Por supuesto, la “pasión” de Celentano no fue más allá y, naturalmente, no tenía motivos para profundizar en ella, ya que se trataba más bien de un fervor momentáneo y superficial, incapaz de suscitar ningún tipo de seguimiento. Sin embargo, esta curiosidad superficial fue la forma en que el arte japonés fue recibido por primera vez en Europa: y si al principio fue un fenómeno episódico, pronto el gusto por Japón se convirtió en una moda burguesa que contagió a artistas y coleccionistas, y finalmente se convirtió en una veleidad culta, capaz de injertarse en el arte europeo introduciendo cambios sustanciales y profundos. Esta es la parábola que describe la exposición Japonismo. Venti d’Oriente nell’arte europea 1860-1915, que en las salas del Palazzo Roverella, en Rovigo, traza una interesante panorámica de un momento crucial para las artes en el Viejo Continente, a través de un itinerario que el comisario, Francesco Parisi, ha concebido dividido por países.
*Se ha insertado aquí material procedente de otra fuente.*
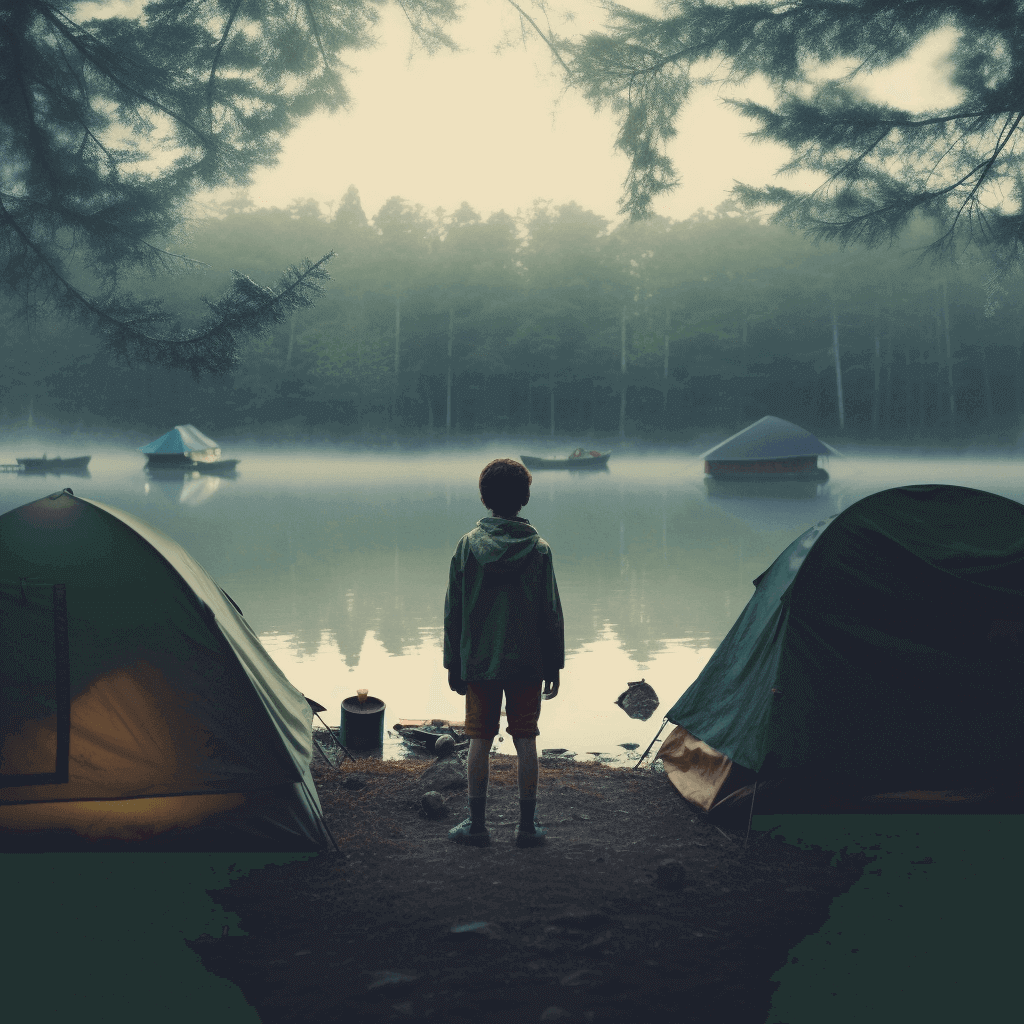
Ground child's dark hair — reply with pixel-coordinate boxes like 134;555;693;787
480;459;534;515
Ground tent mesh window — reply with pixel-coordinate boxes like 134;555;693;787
0;580;71;786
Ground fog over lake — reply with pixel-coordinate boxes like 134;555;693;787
0;429;1024;763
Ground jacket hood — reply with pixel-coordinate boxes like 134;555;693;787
467;516;541;573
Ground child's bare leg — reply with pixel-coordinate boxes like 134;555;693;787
512;736;539;802
466;738;491;800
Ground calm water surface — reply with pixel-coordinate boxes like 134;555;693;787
0;431;1024;761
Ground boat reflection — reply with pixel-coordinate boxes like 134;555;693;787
20;466;92;480
705;476;828;501
143;467;224;505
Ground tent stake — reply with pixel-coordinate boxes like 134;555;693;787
633;718;669;771
743;779;758;846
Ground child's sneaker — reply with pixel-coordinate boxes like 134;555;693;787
449;818;490;846
515;821;548;846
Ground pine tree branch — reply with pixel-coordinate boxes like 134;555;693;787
506;0;572;78
206;0;245;119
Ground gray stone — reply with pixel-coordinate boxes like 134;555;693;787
615;679;660;722
540;1007;572;1021
449;921;501;941
420;755;467;793
434;735;455;758
654;857;686;889
420;790;447;819
368;971;419;989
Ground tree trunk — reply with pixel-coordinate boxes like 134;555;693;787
394;296;401;376
903;345;913;436
942;281;956;431
662;309;672;415
885;331;894;434
871;315;882;437
618;304;626;437
833;303;846;430
1014;328;1024;421
981;342;995;429
444;306;455;434
549;359;555;437
285;313;295;367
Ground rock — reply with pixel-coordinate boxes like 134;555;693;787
615;679;660;722
420;790;447;820
368;971;419;988
434;735;455;758
540;1007;572;1021
559;967;604;988
420;756;467;792
449;921;501;939
654;857;686;889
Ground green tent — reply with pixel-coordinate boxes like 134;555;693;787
0;489;331;850
659;485;1024;811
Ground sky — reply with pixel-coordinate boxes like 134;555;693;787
230;0;953;229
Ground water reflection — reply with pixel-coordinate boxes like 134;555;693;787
142;468;223;505
8;440;1024;755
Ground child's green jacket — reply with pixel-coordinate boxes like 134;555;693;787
444;516;565;682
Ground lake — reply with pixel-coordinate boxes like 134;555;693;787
0;429;1024;764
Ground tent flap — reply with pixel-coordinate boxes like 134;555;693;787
666;484;1024;809
0;492;330;850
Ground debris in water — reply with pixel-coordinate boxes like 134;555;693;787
370;971;419;988
615;679;660;720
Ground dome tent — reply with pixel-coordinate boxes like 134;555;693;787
0;489;331;851
658;485;1024;817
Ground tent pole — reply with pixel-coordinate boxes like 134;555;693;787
633;718;669;771
313;711;355;765
313;736;334;768
743;778;758;846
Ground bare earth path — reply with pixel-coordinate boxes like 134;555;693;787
194;756;863;1024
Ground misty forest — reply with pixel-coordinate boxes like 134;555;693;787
2;195;1024;439
6;0;1024;448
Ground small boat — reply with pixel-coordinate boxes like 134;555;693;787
17;455;92;473
700;416;840;483
138;423;241;476
138;423;220;468
519;449;611;469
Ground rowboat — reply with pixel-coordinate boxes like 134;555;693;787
519;449;611;469
17;455;92;473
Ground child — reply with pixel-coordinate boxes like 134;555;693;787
444;459;565;846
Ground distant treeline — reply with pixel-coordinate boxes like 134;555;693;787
6;188;1024;438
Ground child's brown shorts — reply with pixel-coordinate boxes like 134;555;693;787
466;679;541;739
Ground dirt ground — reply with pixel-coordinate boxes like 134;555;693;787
193;755;864;1024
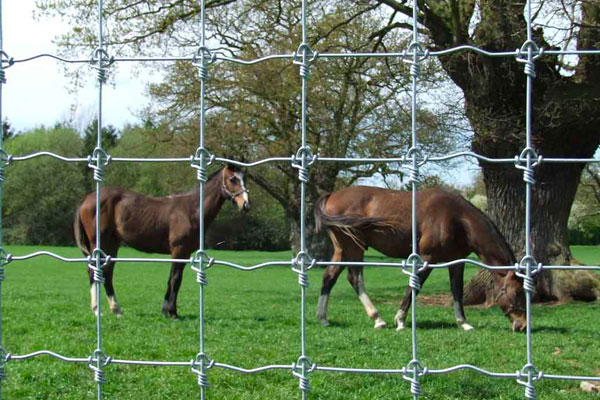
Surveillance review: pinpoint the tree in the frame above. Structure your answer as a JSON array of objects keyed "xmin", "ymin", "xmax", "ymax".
[
  {"xmin": 2, "ymin": 128, "xmax": 85, "ymax": 245},
  {"xmin": 39, "ymin": 0, "xmax": 454, "ymax": 256},
  {"xmin": 363, "ymin": 0, "xmax": 600, "ymax": 298},
  {"xmin": 569, "ymin": 164, "xmax": 600, "ymax": 245}
]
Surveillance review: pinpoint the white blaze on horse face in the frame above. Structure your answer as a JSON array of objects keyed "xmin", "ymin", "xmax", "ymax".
[{"xmin": 232, "ymin": 172, "xmax": 250, "ymax": 211}]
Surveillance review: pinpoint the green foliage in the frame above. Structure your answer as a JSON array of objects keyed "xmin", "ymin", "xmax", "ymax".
[
  {"xmin": 206, "ymin": 182, "xmax": 290, "ymax": 251},
  {"xmin": 2, "ymin": 127, "xmax": 85, "ymax": 245},
  {"xmin": 2, "ymin": 246, "xmax": 600, "ymax": 400},
  {"xmin": 106, "ymin": 123, "xmax": 197, "ymax": 196}
]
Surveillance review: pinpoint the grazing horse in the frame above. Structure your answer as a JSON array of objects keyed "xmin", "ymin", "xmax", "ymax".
[
  {"xmin": 315, "ymin": 186, "xmax": 525, "ymax": 331},
  {"xmin": 74, "ymin": 164, "xmax": 250, "ymax": 318}
]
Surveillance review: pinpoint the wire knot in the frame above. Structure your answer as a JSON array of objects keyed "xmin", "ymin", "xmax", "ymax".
[
  {"xmin": 515, "ymin": 256, "xmax": 543, "ymax": 294},
  {"xmin": 292, "ymin": 146, "xmax": 319, "ymax": 183},
  {"xmin": 90, "ymin": 47, "xmax": 115, "ymax": 85},
  {"xmin": 291, "ymin": 251, "xmax": 317, "ymax": 287},
  {"xmin": 0, "ymin": 247, "xmax": 12, "ymax": 282},
  {"xmin": 190, "ymin": 353, "xmax": 215, "ymax": 388},
  {"xmin": 0, "ymin": 50, "xmax": 15, "ymax": 83},
  {"xmin": 402, "ymin": 360, "xmax": 428, "ymax": 397},
  {"xmin": 87, "ymin": 147, "xmax": 112, "ymax": 182},
  {"xmin": 190, "ymin": 250, "xmax": 215, "ymax": 286},
  {"xmin": 292, "ymin": 356, "xmax": 317, "ymax": 392},
  {"xmin": 404, "ymin": 147, "xmax": 429, "ymax": 184},
  {"xmin": 515, "ymin": 147, "xmax": 543, "ymax": 185},
  {"xmin": 87, "ymin": 248, "xmax": 111, "ymax": 283},
  {"xmin": 517, "ymin": 364, "xmax": 544, "ymax": 400},
  {"xmin": 402, "ymin": 42, "xmax": 429, "ymax": 78},
  {"xmin": 515, "ymin": 40, "xmax": 544, "ymax": 78},
  {"xmin": 190, "ymin": 147, "xmax": 215, "ymax": 183},
  {"xmin": 0, "ymin": 149, "xmax": 12, "ymax": 183},
  {"xmin": 88, "ymin": 349, "xmax": 111, "ymax": 385},
  {"xmin": 402, "ymin": 253, "xmax": 429, "ymax": 291},
  {"xmin": 292, "ymin": 43, "xmax": 319, "ymax": 79}
]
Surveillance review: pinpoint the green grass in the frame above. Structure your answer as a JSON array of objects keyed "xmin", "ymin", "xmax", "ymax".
[{"xmin": 2, "ymin": 246, "xmax": 600, "ymax": 400}]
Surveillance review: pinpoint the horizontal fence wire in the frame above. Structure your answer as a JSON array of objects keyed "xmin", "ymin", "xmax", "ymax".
[
  {"xmin": 0, "ymin": 0, "xmax": 600, "ymax": 399},
  {"xmin": 5, "ymin": 151, "xmax": 600, "ymax": 168}
]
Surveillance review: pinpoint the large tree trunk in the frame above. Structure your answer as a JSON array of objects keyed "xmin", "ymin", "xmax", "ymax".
[{"xmin": 412, "ymin": 0, "xmax": 600, "ymax": 303}]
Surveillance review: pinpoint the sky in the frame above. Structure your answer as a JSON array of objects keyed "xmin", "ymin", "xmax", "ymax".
[
  {"xmin": 2, "ymin": 0, "xmax": 152, "ymax": 132},
  {"xmin": 1, "ymin": 0, "xmax": 477, "ymax": 185}
]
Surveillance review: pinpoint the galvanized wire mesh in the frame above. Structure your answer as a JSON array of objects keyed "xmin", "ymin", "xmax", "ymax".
[{"xmin": 0, "ymin": 0, "xmax": 600, "ymax": 399}]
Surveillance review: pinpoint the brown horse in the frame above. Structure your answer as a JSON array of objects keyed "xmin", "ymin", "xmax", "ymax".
[
  {"xmin": 74, "ymin": 165, "xmax": 250, "ymax": 318},
  {"xmin": 315, "ymin": 186, "xmax": 525, "ymax": 331}
]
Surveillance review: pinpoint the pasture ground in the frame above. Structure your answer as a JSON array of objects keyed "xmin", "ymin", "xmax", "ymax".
[{"xmin": 2, "ymin": 246, "xmax": 600, "ymax": 400}]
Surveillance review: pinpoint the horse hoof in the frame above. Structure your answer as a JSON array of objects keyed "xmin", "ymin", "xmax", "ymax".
[
  {"xmin": 460, "ymin": 322, "xmax": 473, "ymax": 331},
  {"xmin": 375, "ymin": 319, "xmax": 387, "ymax": 330}
]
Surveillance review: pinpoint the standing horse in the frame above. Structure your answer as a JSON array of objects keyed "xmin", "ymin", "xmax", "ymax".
[
  {"xmin": 74, "ymin": 165, "xmax": 250, "ymax": 318},
  {"xmin": 315, "ymin": 186, "xmax": 525, "ymax": 331}
]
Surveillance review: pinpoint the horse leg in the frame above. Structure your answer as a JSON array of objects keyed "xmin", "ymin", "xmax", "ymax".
[
  {"xmin": 448, "ymin": 263, "xmax": 473, "ymax": 331},
  {"xmin": 317, "ymin": 248, "xmax": 344, "ymax": 326},
  {"xmin": 88, "ymin": 238, "xmax": 123, "ymax": 317},
  {"xmin": 348, "ymin": 268, "xmax": 387, "ymax": 329},
  {"xmin": 394, "ymin": 268, "xmax": 432, "ymax": 331},
  {"xmin": 102, "ymin": 258, "xmax": 123, "ymax": 317},
  {"xmin": 162, "ymin": 255, "xmax": 185, "ymax": 318}
]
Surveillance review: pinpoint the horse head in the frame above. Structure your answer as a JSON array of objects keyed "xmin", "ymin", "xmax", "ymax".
[
  {"xmin": 221, "ymin": 164, "xmax": 250, "ymax": 211},
  {"xmin": 494, "ymin": 271, "xmax": 527, "ymax": 332}
]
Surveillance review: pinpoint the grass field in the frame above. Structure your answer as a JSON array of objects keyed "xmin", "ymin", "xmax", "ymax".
[{"xmin": 2, "ymin": 246, "xmax": 600, "ymax": 400}]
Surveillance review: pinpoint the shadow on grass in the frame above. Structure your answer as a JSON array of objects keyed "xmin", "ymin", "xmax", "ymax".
[{"xmin": 531, "ymin": 326, "xmax": 570, "ymax": 333}]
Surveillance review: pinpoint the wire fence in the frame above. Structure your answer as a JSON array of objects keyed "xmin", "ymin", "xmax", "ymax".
[{"xmin": 0, "ymin": 0, "xmax": 600, "ymax": 400}]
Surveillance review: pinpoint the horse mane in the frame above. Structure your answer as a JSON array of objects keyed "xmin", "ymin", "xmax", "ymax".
[{"xmin": 461, "ymin": 196, "xmax": 517, "ymax": 264}]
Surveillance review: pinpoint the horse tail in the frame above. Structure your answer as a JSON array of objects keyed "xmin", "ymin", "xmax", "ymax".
[
  {"xmin": 314, "ymin": 193, "xmax": 397, "ymax": 249},
  {"xmin": 73, "ymin": 207, "xmax": 90, "ymax": 256}
]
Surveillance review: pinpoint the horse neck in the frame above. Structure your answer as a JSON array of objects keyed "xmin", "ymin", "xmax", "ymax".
[
  {"xmin": 466, "ymin": 206, "xmax": 516, "ymax": 265},
  {"xmin": 198, "ymin": 171, "xmax": 225, "ymax": 225}
]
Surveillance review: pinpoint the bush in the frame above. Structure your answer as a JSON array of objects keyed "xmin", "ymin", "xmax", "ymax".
[{"xmin": 2, "ymin": 127, "xmax": 85, "ymax": 245}]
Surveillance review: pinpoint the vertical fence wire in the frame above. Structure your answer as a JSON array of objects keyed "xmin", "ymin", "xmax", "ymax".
[
  {"xmin": 520, "ymin": 0, "xmax": 538, "ymax": 399},
  {"xmin": 409, "ymin": 0, "xmax": 423, "ymax": 400},
  {"xmin": 299, "ymin": 0, "xmax": 310, "ymax": 400},
  {"xmin": 0, "ymin": 0, "xmax": 600, "ymax": 400},
  {"xmin": 0, "ymin": 0, "xmax": 6, "ymax": 400},
  {"xmin": 92, "ymin": 0, "xmax": 105, "ymax": 400},
  {"xmin": 194, "ymin": 0, "xmax": 209, "ymax": 400}
]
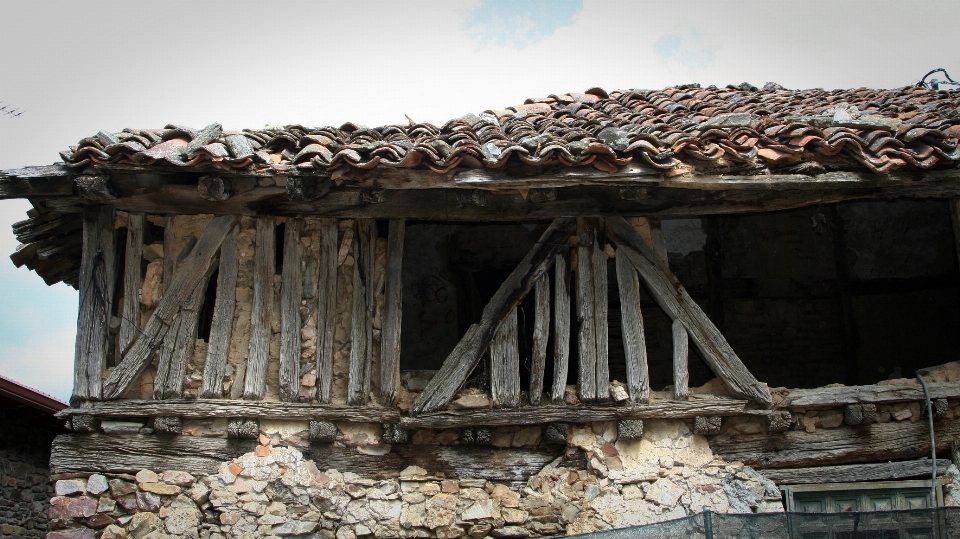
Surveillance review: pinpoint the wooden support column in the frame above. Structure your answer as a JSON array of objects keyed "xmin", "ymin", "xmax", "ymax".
[
  {"xmin": 73, "ymin": 206, "xmax": 116, "ymax": 399},
  {"xmin": 380, "ymin": 219, "xmax": 406, "ymax": 406},
  {"xmin": 672, "ymin": 318, "xmax": 690, "ymax": 401},
  {"xmin": 103, "ymin": 215, "xmax": 238, "ymax": 399},
  {"xmin": 347, "ymin": 219, "xmax": 377, "ymax": 405},
  {"xmin": 550, "ymin": 252, "xmax": 570, "ymax": 404},
  {"xmin": 280, "ymin": 219, "xmax": 303, "ymax": 402},
  {"xmin": 200, "ymin": 227, "xmax": 240, "ymax": 399},
  {"xmin": 117, "ymin": 211, "xmax": 144, "ymax": 357},
  {"xmin": 317, "ymin": 217, "xmax": 338, "ymax": 403},
  {"xmin": 577, "ymin": 217, "xmax": 597, "ymax": 401},
  {"xmin": 410, "ymin": 218, "xmax": 573, "ymax": 415},
  {"xmin": 607, "ymin": 217, "xmax": 773, "ymax": 406},
  {"xmin": 530, "ymin": 273, "xmax": 550, "ymax": 405},
  {"xmin": 490, "ymin": 308, "xmax": 520, "ymax": 408},
  {"xmin": 243, "ymin": 217, "xmax": 277, "ymax": 400},
  {"xmin": 616, "ymin": 249, "xmax": 650, "ymax": 402},
  {"xmin": 153, "ymin": 276, "xmax": 214, "ymax": 399}
]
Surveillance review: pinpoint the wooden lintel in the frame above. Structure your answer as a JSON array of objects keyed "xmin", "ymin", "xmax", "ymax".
[
  {"xmin": 606, "ymin": 217, "xmax": 773, "ymax": 406},
  {"xmin": 763, "ymin": 459, "xmax": 950, "ymax": 485},
  {"xmin": 410, "ymin": 219, "xmax": 574, "ymax": 415},
  {"xmin": 103, "ymin": 215, "xmax": 238, "ymax": 400}
]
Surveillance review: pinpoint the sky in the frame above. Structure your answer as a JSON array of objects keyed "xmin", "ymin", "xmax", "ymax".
[{"xmin": 0, "ymin": 0, "xmax": 960, "ymax": 400}]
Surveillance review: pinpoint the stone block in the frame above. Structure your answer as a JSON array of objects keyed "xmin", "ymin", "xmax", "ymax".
[
  {"xmin": 617, "ymin": 419, "xmax": 643, "ymax": 440},
  {"xmin": 310, "ymin": 419, "xmax": 337, "ymax": 443}
]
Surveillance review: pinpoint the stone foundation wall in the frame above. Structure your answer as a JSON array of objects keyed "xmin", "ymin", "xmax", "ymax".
[{"xmin": 48, "ymin": 420, "xmax": 783, "ymax": 539}]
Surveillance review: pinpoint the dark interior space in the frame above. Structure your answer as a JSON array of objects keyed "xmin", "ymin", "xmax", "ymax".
[{"xmin": 401, "ymin": 200, "xmax": 960, "ymax": 391}]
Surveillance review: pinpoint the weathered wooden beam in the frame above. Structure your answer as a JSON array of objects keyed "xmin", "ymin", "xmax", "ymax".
[
  {"xmin": 400, "ymin": 396, "xmax": 746, "ymax": 429},
  {"xmin": 672, "ymin": 319, "xmax": 690, "ymax": 400},
  {"xmin": 117, "ymin": 212, "xmax": 144, "ymax": 356},
  {"xmin": 57, "ymin": 399, "xmax": 400, "ymax": 423},
  {"xmin": 763, "ymin": 459, "xmax": 950, "ymax": 485},
  {"xmin": 490, "ymin": 308, "xmax": 520, "ymax": 408},
  {"xmin": 577, "ymin": 218, "xmax": 598, "ymax": 401},
  {"xmin": 380, "ymin": 219, "xmax": 406, "ymax": 406},
  {"xmin": 0, "ymin": 164, "xmax": 77, "ymax": 200},
  {"xmin": 103, "ymin": 215, "xmax": 237, "ymax": 399},
  {"xmin": 777, "ymin": 382, "xmax": 960, "ymax": 410},
  {"xmin": 243, "ymin": 217, "xmax": 277, "ymax": 400},
  {"xmin": 616, "ymin": 253, "xmax": 650, "ymax": 402},
  {"xmin": 710, "ymin": 421, "xmax": 960, "ymax": 469},
  {"xmin": 607, "ymin": 217, "xmax": 773, "ymax": 406},
  {"xmin": 317, "ymin": 218, "xmax": 337, "ymax": 403},
  {"xmin": 529, "ymin": 273, "xmax": 550, "ymax": 405},
  {"xmin": 200, "ymin": 227, "xmax": 240, "ymax": 399},
  {"xmin": 73, "ymin": 206, "xmax": 116, "ymax": 399},
  {"xmin": 280, "ymin": 219, "xmax": 303, "ymax": 402},
  {"xmin": 153, "ymin": 276, "xmax": 213, "ymax": 399},
  {"xmin": 550, "ymin": 252, "xmax": 570, "ymax": 404},
  {"xmin": 51, "ymin": 433, "xmax": 561, "ymax": 488},
  {"xmin": 347, "ymin": 219, "xmax": 377, "ymax": 405},
  {"xmin": 410, "ymin": 219, "xmax": 574, "ymax": 415}
]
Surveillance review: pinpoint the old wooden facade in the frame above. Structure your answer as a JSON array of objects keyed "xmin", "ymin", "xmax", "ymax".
[{"xmin": 7, "ymin": 85, "xmax": 960, "ymax": 537}]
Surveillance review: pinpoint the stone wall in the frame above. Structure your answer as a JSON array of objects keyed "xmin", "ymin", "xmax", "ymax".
[{"xmin": 48, "ymin": 420, "xmax": 783, "ymax": 539}]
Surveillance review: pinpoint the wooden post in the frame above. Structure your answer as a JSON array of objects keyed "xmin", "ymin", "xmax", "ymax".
[
  {"xmin": 243, "ymin": 217, "xmax": 277, "ymax": 400},
  {"xmin": 347, "ymin": 219, "xmax": 377, "ymax": 405},
  {"xmin": 550, "ymin": 252, "xmax": 570, "ymax": 404},
  {"xmin": 410, "ymin": 218, "xmax": 573, "ymax": 415},
  {"xmin": 490, "ymin": 307, "xmax": 520, "ymax": 408},
  {"xmin": 103, "ymin": 215, "xmax": 237, "ymax": 399},
  {"xmin": 73, "ymin": 206, "xmax": 116, "ymax": 400},
  {"xmin": 280, "ymin": 219, "xmax": 303, "ymax": 402},
  {"xmin": 673, "ymin": 319, "xmax": 690, "ymax": 401},
  {"xmin": 530, "ymin": 273, "xmax": 550, "ymax": 405},
  {"xmin": 317, "ymin": 218, "xmax": 337, "ymax": 403},
  {"xmin": 616, "ymin": 249, "xmax": 650, "ymax": 402},
  {"xmin": 117, "ymin": 211, "xmax": 143, "ymax": 357},
  {"xmin": 577, "ymin": 217, "xmax": 597, "ymax": 401},
  {"xmin": 607, "ymin": 217, "xmax": 773, "ymax": 406},
  {"xmin": 200, "ymin": 227, "xmax": 240, "ymax": 399},
  {"xmin": 380, "ymin": 219, "xmax": 406, "ymax": 406}
]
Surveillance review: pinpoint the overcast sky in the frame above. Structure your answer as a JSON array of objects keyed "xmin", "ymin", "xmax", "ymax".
[{"xmin": 0, "ymin": 0, "xmax": 960, "ymax": 400}]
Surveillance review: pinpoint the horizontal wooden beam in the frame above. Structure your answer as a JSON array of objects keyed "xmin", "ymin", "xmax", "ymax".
[
  {"xmin": 763, "ymin": 459, "xmax": 950, "ymax": 485},
  {"xmin": 710, "ymin": 420, "xmax": 960, "ymax": 468},
  {"xmin": 777, "ymin": 383, "xmax": 960, "ymax": 409},
  {"xmin": 57, "ymin": 399, "xmax": 400, "ymax": 423},
  {"xmin": 401, "ymin": 396, "xmax": 747, "ymax": 429},
  {"xmin": 50, "ymin": 433, "xmax": 562, "ymax": 488}
]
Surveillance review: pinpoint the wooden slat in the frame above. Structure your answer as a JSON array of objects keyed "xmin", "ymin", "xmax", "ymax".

La exposición llega tras las que, de nuevo en el Palazzo Roverella, dedicó a las Secesiones europeas (en 2017) y a la relación entre arte y magia (en 2018), para cerrar una trilogía a través de la cual Parisi ha explorado meritoriamente modas, motivos, temas, transformaciones y sugerencias que animaron el arte en Europa en la segunda mitad del siglo XIX, siempre con rigor científico y proyectos de divulgación de alto nivel, con un enfoque dirigido a contemplar todas las formas de arte (sólo la exposición de este año incluye pinturas, esculturas, gráficos, artes decorativas, textiles, libros, carteles, muebles), y garantizando un papel significativo a los grabados (Parisi es uno de los grabadores contemporáneos más apreciados). Dada la amplitud del tema, el recorrido se realiza a vista de pájaro, y siempre centrándose en la historia del arte, más que en la historia del gusto o la historia del coleccionismo, ámbitos que la exposición toca marginalmente, prefiriendo concentrarse en los aspectos más incisivos y duraderos del Japonismo.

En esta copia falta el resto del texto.